In my article on Gaudenzio Ferrari, under 'example #4' there is a discussion of Ferrari's 'adoration of the magi' relative to my TEQ #1492 which is poem #38 in book 15 'Gentlemen'. An amazing relevance there is in this artwork relative to my poem.


Higher resolutions available here


The parallelism is in three layers: The first two lines are the lower third - the retailers selling boots, for example, and the movement into the 'house'. In the mid layer is Jesus who will be 'tasted' in the last supper later in his life - while he here is getting something, the gifts from the magi. In the upper layer there is the dove who has wandered long, say, from above the heads of the animals to the right to the animals in the mid, and to the left is the monkey who wonders about the (scientific) method. This is all summed up in the signature 'Seven':

Now the interesting aspect is in the hebrew, which I also discuss in that article, although the links now are gone. Notably, the word

תיובתא = vomit, return, answer, reply, refutation, argument, going to and fro, waywardness

is interesting. It is seen how it could be taken to have an interpretation in the lower layer - the dwarf seems to be 'vomiting' the man's coat or jacket upwards, the retailer could be involved in 'return' of the boots, the kneeling magus is involved in answer, reply, refutation, argument - while the legs of the two men to the low left can be seen to perform the fourth sense from Jastrow's dictionary - 'going to and fro, waywardness'.



(Source pages 1663-1664)

However, it is seen that the mysterious artwork contains in fact also the elements of the minimal pair (cp. also the detailable/retailable) to the hebrew תיובתא in the form

תיומתא = twin, the central leaf of the palm branch; twin-sister, match, thick thread; molar tooth

The two men just to the left of Josef are 'twinned together' like a thick thread, one of them holds a feather 'leaf' on his 'palm branch', the head, thereby copying the dwarf who also has something like that on his head. There is even a third man who seems to attach something to his boot like the 'retailer' down right. Where is the molar tooth, though? Some people like to philosophize on Jesus as a 'lapis philosophorum' who has dropped down 'ex nihilo' from heaven, which is perhaps not so very interesting. What is it the dwarf holds in his hand? Is it a bird's nest or is it a circle of thick thread like the two men to the left? Whatever the solution to these mysteries, I notice this 'Götterfrucht' story - including the central leaf to the palm branch. Notice also the 'bird' (for the dwarf's bird nest of Ferrari) and the newsmaker's sons - by these news of the birth of Jesus. Even the boots (of my TEQ #681) are there. But where is the molar tooth? Did it fall down from heaven - like Raisi's helicopter on 19 may 2024?

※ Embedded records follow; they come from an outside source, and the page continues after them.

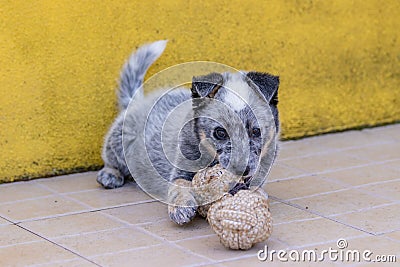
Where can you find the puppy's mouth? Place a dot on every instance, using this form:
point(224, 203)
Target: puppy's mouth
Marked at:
point(245, 185)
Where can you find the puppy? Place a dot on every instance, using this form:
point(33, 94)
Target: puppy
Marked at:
point(231, 119)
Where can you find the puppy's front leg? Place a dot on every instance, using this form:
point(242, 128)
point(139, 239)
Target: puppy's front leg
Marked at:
point(183, 206)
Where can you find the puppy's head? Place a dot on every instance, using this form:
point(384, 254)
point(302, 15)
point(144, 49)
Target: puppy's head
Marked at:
point(237, 113)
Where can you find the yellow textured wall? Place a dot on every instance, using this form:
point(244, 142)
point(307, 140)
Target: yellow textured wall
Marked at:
point(59, 61)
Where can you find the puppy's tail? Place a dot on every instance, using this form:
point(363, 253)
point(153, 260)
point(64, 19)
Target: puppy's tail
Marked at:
point(134, 70)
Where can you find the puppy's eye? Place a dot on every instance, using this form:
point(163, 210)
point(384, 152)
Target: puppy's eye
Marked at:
point(220, 133)
point(256, 132)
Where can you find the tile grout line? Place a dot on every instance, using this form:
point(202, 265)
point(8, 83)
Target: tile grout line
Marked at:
point(321, 173)
point(58, 245)
point(163, 240)
point(323, 216)
point(334, 150)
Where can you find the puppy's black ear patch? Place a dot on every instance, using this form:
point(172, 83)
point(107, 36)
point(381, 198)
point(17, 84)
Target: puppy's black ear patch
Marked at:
point(268, 85)
point(207, 85)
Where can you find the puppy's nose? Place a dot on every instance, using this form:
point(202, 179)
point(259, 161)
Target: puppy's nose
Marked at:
point(246, 171)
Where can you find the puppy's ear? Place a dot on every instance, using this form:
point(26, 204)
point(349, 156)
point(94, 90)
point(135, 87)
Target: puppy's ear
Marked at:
point(267, 84)
point(207, 85)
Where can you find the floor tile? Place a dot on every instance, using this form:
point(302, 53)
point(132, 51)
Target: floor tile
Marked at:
point(303, 233)
point(375, 220)
point(389, 132)
point(275, 262)
point(77, 262)
point(33, 253)
point(389, 190)
point(299, 148)
point(107, 241)
point(105, 198)
point(39, 208)
point(367, 174)
point(283, 213)
point(339, 202)
point(3, 221)
point(21, 191)
point(376, 244)
point(326, 162)
point(281, 171)
point(171, 231)
point(140, 213)
point(378, 152)
point(393, 235)
point(300, 187)
point(72, 224)
point(211, 247)
point(12, 234)
point(162, 255)
point(71, 183)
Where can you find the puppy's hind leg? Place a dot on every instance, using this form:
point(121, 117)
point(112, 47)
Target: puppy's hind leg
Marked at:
point(183, 206)
point(110, 178)
point(114, 171)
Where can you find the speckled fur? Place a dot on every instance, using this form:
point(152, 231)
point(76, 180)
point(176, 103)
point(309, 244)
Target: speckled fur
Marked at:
point(256, 89)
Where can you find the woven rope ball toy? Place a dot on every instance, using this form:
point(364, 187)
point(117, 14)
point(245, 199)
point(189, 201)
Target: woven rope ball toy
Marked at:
point(240, 220)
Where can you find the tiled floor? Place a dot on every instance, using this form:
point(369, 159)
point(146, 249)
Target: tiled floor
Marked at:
point(344, 185)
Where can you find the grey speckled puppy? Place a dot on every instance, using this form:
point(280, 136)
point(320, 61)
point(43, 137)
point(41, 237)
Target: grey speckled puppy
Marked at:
point(245, 145)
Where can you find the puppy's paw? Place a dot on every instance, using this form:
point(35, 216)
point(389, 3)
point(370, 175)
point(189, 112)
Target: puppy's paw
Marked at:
point(110, 178)
point(182, 215)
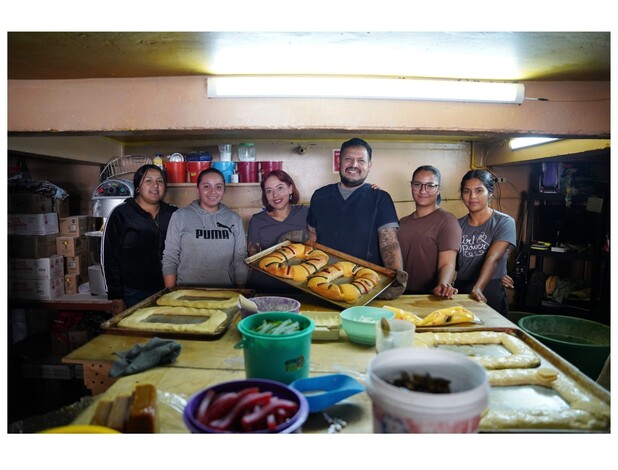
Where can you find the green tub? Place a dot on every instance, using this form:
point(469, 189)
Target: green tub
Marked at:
point(584, 343)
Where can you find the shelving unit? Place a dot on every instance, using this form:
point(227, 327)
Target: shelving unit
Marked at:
point(550, 220)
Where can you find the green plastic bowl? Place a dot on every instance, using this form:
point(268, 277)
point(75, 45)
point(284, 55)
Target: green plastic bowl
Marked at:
point(583, 343)
point(359, 323)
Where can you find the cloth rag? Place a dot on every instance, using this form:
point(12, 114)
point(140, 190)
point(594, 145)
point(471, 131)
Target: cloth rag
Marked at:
point(143, 356)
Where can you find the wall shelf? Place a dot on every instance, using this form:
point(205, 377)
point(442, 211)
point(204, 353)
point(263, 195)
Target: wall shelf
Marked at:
point(227, 185)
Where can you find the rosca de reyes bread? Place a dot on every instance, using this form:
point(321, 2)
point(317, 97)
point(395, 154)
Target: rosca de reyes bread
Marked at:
point(364, 279)
point(278, 264)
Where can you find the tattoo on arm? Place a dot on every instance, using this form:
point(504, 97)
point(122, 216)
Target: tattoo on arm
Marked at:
point(390, 249)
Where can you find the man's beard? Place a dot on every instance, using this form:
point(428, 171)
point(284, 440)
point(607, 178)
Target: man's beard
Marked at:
point(351, 183)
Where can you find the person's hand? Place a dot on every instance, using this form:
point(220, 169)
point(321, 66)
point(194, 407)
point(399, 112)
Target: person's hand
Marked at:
point(444, 290)
point(477, 294)
point(296, 236)
point(396, 288)
point(507, 282)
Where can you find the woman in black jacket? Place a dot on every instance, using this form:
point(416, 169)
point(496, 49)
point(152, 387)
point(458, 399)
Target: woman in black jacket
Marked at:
point(134, 239)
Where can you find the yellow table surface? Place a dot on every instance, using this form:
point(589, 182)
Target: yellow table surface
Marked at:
point(204, 363)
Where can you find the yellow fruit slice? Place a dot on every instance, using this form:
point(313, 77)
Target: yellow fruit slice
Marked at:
point(448, 316)
point(402, 314)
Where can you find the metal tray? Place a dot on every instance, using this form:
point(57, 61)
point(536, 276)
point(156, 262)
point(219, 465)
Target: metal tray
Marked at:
point(551, 360)
point(111, 326)
point(387, 276)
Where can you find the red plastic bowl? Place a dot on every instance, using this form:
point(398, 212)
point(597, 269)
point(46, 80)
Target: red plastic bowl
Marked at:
point(278, 389)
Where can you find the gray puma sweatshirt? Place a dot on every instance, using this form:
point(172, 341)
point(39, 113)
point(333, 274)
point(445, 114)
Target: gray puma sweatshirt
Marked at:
point(206, 249)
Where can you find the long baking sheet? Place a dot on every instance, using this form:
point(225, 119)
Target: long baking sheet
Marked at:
point(387, 276)
point(111, 326)
point(520, 398)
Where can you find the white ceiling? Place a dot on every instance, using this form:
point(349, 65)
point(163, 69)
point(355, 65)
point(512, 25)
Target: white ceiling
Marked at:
point(539, 56)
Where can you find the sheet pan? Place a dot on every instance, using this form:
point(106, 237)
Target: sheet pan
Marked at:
point(387, 276)
point(111, 326)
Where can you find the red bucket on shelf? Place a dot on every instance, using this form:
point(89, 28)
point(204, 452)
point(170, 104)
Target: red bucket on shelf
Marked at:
point(195, 168)
point(247, 172)
point(266, 167)
point(176, 172)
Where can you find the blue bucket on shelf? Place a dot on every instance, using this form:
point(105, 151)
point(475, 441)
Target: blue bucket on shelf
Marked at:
point(227, 168)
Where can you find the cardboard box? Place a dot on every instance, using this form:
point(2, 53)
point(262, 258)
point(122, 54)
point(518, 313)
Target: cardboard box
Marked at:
point(76, 264)
point(72, 283)
point(32, 246)
point(33, 203)
point(77, 225)
point(72, 246)
point(33, 224)
point(36, 289)
point(40, 268)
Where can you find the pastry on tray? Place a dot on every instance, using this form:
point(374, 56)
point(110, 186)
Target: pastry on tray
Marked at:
point(175, 319)
point(196, 298)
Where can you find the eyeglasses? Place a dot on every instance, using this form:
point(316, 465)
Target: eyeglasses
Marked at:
point(351, 160)
point(429, 187)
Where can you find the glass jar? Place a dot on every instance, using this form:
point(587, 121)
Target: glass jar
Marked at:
point(246, 152)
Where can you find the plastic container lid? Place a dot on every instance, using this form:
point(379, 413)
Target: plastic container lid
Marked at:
point(326, 390)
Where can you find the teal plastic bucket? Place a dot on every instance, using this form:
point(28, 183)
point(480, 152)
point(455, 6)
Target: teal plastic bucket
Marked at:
point(584, 343)
point(284, 358)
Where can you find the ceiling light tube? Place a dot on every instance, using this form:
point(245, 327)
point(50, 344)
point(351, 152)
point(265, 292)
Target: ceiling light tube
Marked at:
point(523, 142)
point(367, 88)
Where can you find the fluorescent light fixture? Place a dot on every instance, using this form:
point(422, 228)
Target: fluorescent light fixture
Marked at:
point(523, 142)
point(368, 88)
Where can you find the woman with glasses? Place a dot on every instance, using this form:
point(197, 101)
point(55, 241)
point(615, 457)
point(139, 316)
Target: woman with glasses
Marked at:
point(487, 235)
point(134, 239)
point(206, 243)
point(429, 238)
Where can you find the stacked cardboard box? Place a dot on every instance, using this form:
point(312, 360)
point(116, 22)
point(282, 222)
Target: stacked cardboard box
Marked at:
point(73, 245)
point(35, 271)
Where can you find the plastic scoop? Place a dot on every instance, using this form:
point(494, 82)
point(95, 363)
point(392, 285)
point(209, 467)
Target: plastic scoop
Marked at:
point(248, 305)
point(324, 391)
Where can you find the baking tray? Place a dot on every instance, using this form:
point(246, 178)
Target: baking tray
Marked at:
point(387, 276)
point(551, 360)
point(111, 326)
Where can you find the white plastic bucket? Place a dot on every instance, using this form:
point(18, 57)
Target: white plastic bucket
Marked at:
point(398, 410)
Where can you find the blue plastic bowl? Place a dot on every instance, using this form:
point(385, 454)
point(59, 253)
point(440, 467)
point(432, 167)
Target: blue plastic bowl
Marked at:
point(359, 323)
point(325, 391)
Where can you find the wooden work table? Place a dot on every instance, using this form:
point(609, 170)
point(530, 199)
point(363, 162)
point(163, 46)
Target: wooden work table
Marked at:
point(97, 356)
point(202, 363)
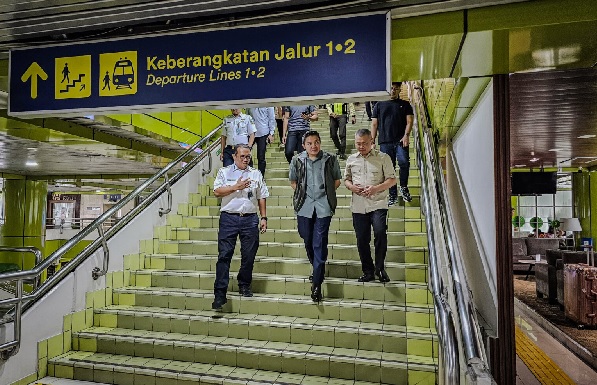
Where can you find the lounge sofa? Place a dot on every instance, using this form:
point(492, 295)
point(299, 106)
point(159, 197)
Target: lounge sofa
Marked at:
point(546, 274)
point(527, 248)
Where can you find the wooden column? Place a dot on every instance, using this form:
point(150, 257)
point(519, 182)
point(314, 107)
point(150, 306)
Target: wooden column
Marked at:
point(503, 349)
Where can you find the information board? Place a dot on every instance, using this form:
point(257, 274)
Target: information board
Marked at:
point(330, 58)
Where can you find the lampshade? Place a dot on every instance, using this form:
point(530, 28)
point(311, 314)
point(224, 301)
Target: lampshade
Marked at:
point(570, 224)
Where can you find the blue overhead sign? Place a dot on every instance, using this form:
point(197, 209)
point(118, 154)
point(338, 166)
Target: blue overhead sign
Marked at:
point(332, 58)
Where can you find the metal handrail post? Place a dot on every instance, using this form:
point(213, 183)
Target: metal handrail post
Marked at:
point(167, 210)
point(97, 272)
point(11, 348)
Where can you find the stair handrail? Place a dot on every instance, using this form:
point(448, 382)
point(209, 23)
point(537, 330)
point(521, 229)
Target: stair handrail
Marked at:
point(469, 331)
point(449, 371)
point(23, 301)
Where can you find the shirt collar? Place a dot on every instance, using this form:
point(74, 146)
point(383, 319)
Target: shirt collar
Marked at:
point(373, 152)
point(235, 168)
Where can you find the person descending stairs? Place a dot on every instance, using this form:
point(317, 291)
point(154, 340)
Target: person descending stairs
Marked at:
point(154, 324)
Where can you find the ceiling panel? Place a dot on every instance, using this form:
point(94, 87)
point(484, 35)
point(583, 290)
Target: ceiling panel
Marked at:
point(32, 158)
point(549, 111)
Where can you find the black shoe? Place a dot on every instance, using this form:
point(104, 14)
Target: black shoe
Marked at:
point(382, 276)
point(218, 303)
point(405, 194)
point(245, 291)
point(367, 277)
point(316, 293)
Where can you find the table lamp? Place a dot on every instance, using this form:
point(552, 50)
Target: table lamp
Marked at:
point(571, 224)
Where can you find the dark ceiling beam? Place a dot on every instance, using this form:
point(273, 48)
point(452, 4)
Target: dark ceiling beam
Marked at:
point(92, 133)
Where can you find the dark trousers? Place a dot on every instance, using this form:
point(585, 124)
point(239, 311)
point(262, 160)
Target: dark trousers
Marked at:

I had equipped the Ferrari article with references to Jastrow's hebrew dictionary - but it seem unfortunately that somebody has made difficulties for this very good online edition which I have used - and which made it possible to very easily look up words and make direct links to them. What happened to this good online edition? I hope it comes on the web again.




Sources:

Ferrari, Gaudenzio: I maestri del colore #133, Fratelli Fabbri Editori, Milano 1966.

Grover, J.: The Endmorgan Quartet. Venice 2008, Vienna 2014.

Jastrow, M.: Dictionary of the Targumim, Talmud Bavli, Talmud Yerushalmi and Midrashic Literature. Judaica Treasury 2004.

Talmud Bavli. Vol.7: Tractate Erubin. Artscroll series, Mesorah Publications 2005.

Talmud Erubin, the classic Vilna edition, El Hamekoroth, Jerusalem 1947/48.